These days, according to a study that’s starting to freak out some education officials, college students just don’t study. And it’s not just those enrolled at state colleges, party schools, and diploma mills. It’s students at some of the most elite universities in the country.
Critics are asking whether college students actually learn anything despite the high grades they may be getting for little effort. Some universities are even instituting honors colleges and research initiatives to create a more challenging environment. What? Shouldn’t all of college be challenging?

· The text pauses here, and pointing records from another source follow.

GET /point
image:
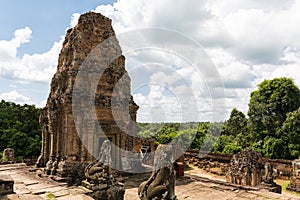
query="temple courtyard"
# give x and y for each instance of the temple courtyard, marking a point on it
(195, 185)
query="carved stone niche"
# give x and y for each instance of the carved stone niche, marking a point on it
(248, 168)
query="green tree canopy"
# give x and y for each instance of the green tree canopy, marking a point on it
(237, 123)
(20, 128)
(270, 104)
(290, 131)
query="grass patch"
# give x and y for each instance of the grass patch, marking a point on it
(284, 184)
(50, 196)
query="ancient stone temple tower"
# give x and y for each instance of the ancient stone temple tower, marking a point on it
(61, 141)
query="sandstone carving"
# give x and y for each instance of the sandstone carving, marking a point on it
(248, 168)
(62, 148)
(245, 168)
(161, 184)
(99, 179)
(295, 179)
(8, 155)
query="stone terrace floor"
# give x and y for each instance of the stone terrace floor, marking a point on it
(29, 186)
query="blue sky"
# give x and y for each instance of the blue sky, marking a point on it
(247, 41)
(48, 20)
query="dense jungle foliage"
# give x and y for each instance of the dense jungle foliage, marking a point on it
(20, 129)
(272, 128)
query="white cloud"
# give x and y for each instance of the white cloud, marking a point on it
(74, 19)
(15, 97)
(36, 67)
(248, 41)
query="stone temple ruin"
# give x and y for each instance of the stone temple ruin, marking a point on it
(63, 150)
(295, 179)
(247, 168)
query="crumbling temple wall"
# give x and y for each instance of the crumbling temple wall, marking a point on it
(61, 143)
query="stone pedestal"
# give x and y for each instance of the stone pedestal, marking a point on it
(6, 185)
(106, 192)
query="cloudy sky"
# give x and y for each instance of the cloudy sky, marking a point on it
(239, 42)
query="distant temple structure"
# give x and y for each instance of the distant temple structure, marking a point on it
(64, 144)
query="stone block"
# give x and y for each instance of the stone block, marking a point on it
(6, 185)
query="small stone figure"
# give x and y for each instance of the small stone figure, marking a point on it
(295, 179)
(268, 175)
(99, 169)
(245, 168)
(49, 166)
(161, 184)
(8, 155)
(99, 179)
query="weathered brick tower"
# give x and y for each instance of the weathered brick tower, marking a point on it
(62, 146)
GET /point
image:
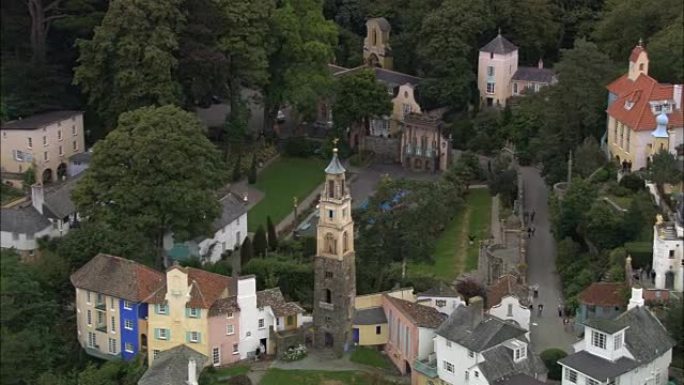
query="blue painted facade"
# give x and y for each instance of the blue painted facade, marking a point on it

Traditionally, educators have estimated that college students should do two hours of homework for every one hour of class. On average, one would expect 24 hours of study each week. But students are falling far short of that. In some major, architecture, for instance, students average 21 hours a week — not too far from the goal. But biology majors? They’re averaging 17 hours a week. Communications majors are clocking only about 14.
Five-year-olds enrolled in full-day Kindergarten tend to spend the same amount of time on academics as the average college student, according to a Washington Post article about this decline in studying in higher education:
By contrast, the typical student today spends 27 hours a week in study and class time, roughly the same time commitment expected of students in a modern full-day kindergarten.
The highest rate of studying happens at remote, liberal arts colleges in the Midwest.
Kenyon College in Gambier, Ohio, DePauw University in Greencastle, Ind., and Centre College in Danville, Ky., all report more than 20 hours of average weekly study for freshmen, seniors or both.
A book published last year concluded that, on average, students at four-year colleges, including elite ones, were making few gains in terms of critical thinking. Their conclusion was that little reading and writing were expected of students, especially in the first two years of seeking a degree.
So what does all this mean? Is college too easy? Are students too lazy? Folks in higher education aren’t sure. But one thing is certain — students are paying an awful lot of money to be engaged on such a shallow level.